Ma con l’avanzare del tempo anche la tecnologia è avanzata, e quelli che all’inizio erano semplici cortometraggi si trasformarono prima in medio e quindi in lungometraggi, e con l’aumentare del minutaggio arrivò, di conseguenza, anche una complessità narrativa maggiore, un impegno produttivo più cospicuo, prove attoriali più impegnate e, ovviamente, analisi critiche sempre più complesse. Da semplice artificio tecnico il cinema si trasformava in un’arte. La settima arte, per la precisione.

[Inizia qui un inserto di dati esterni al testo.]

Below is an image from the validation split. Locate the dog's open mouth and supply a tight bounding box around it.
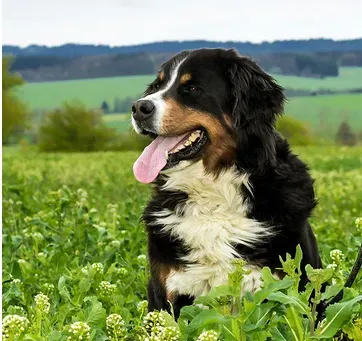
[133,130,207,183]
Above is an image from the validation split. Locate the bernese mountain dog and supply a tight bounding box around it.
[132,49,321,318]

Così, ad un certo punto divenne necessario informare il pubblico non più su cosa fosse un film, ma cosa guardare, perché e come. Ed essendo il mondo di cento anni fa certamente meno connesso e globalizzato come quello odierno, era sicuramente più difficile ottenere pareri su un tale film. Ergo, per scegliere cosa guardare ci si affidava al caso (di fatto la gente andava al cinema a film già iniziato, guardava quello che lo schermo passava e andava bene così), al passaparola o, ovviamente, alla critica - detentrice del giudizio, conoscitrice unica dell’arte, onnisciente onnivora di pellicole.
La critica aveva un'influenza significativa sul successo dei film. Le recensioni positive potevano aumentare l'interesse del pubblico e portare di conseguenza a incassi maggiori, mentre le recensioni negative potevano danneggiare le aspettative e affossare il guadagno di una pellicola. E così i critici si sono trasformati in veri e propri arbitri del gusto cinematografico, capaci di decretare il successo o il fallimento di una pellicola con poche, potenti parole. Anzi, neanche quelle.

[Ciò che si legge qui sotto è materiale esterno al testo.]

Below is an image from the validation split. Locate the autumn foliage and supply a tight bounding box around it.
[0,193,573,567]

Di fatto sin dagli anni ‘20 i critici iniziarono ad adottare metodi di valutazione semplicistici che riuscissero a esprimere il loro giudizio al grande pubblico in maniera immediata e d’impatto. A summa delle varie recensioni iniziarono così a spuntare quelle stelle e punteggi che ancora oggi utilizziamo ampiamente. E il pubblico, oggi come allora, si affidò a quei simboli per decidere cosa guardare: se un film era destinato ai milioni, alla gloria o agli Oscar, spettava alla critica stabilirlo. In una industria dove il denaro è tutto (perché, doloroso ammetterlo, senza soldi non si fanno film), quella dei critici divenne quindi una grossa responsabilità. Enorme.

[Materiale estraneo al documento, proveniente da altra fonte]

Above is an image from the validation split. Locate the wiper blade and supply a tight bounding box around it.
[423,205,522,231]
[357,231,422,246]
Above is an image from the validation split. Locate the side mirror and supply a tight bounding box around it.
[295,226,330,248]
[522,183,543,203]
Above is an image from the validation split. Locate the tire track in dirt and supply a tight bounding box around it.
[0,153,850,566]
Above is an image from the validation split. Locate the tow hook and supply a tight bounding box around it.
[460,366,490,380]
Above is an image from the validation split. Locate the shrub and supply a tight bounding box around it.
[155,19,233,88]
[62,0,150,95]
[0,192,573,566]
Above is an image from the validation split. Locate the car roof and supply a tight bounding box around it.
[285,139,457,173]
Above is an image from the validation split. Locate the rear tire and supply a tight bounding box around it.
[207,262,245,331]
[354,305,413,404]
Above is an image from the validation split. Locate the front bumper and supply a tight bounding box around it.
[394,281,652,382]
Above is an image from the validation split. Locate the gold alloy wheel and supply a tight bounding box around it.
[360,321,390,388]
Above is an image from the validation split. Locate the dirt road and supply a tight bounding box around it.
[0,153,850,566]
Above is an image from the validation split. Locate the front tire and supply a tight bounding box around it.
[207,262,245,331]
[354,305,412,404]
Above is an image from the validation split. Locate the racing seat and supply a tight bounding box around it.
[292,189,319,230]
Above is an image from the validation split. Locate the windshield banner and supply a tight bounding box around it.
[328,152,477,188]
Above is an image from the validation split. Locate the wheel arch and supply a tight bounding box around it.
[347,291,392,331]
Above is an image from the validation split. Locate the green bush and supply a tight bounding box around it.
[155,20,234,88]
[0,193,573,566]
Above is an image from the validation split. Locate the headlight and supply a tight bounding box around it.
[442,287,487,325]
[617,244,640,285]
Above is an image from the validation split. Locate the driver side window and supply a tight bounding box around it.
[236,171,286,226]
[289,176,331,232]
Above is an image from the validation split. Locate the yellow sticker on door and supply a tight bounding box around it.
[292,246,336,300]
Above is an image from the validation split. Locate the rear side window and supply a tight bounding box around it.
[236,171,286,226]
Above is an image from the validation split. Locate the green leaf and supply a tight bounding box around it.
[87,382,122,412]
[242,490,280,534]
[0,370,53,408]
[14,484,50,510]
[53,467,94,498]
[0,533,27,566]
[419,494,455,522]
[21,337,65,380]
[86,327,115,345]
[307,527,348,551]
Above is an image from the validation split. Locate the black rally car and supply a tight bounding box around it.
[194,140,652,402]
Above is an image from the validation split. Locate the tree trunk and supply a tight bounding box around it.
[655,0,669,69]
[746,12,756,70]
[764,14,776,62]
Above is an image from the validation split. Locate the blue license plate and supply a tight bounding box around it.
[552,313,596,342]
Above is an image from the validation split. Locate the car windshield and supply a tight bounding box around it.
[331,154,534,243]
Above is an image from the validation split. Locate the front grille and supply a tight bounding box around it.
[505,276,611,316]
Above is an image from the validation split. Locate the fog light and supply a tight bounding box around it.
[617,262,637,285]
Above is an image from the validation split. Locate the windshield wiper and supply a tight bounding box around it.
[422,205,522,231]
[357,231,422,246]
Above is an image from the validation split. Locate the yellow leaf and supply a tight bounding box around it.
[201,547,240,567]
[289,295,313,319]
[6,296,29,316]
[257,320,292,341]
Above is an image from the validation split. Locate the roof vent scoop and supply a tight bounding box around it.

Ma a volte anche la loro autorità non è stata sufficiente. Si pensi al caso di Citizen Kane (Quarto potere, 1941) di Orson Welles. Accolto con freddezza dal pubblico, coadiuvato dal sabotaggio mediatico a cura del magnate William Randolph Hearst (che rivide nel protagonista Charles Foster Kane una rappresentazione distorta della sua persona), il film non sfondò al botteghino… ma fu tuttavia amato dalla critica.
L’innovazione tecnica e narrativa della pellicola infatti non passò inosservata allo sguardo dei più esperti, che portarono così Citizen Kane ad ottenere ben 9 nomination agli Oscar. Un plauso incredibile, considerando anche il boicottaggio del film che ne limitò il successo (e le vittorie, facendogli portare a casa solo una delle ambite statuette). Ma tal boicottaggio non ha resistito alla prova della storia e, di fatto, Citizen Kane è ad oggi considerato da molti come uno dei migliori film americani mai realizzati. Insomma: il peso, e il giudizio, della critica si fecero sentire sempre di più. I critici iniziarono così a plasmare non solo la percezione del pubblico rispetto al cinema, ma anche il cinema stesso.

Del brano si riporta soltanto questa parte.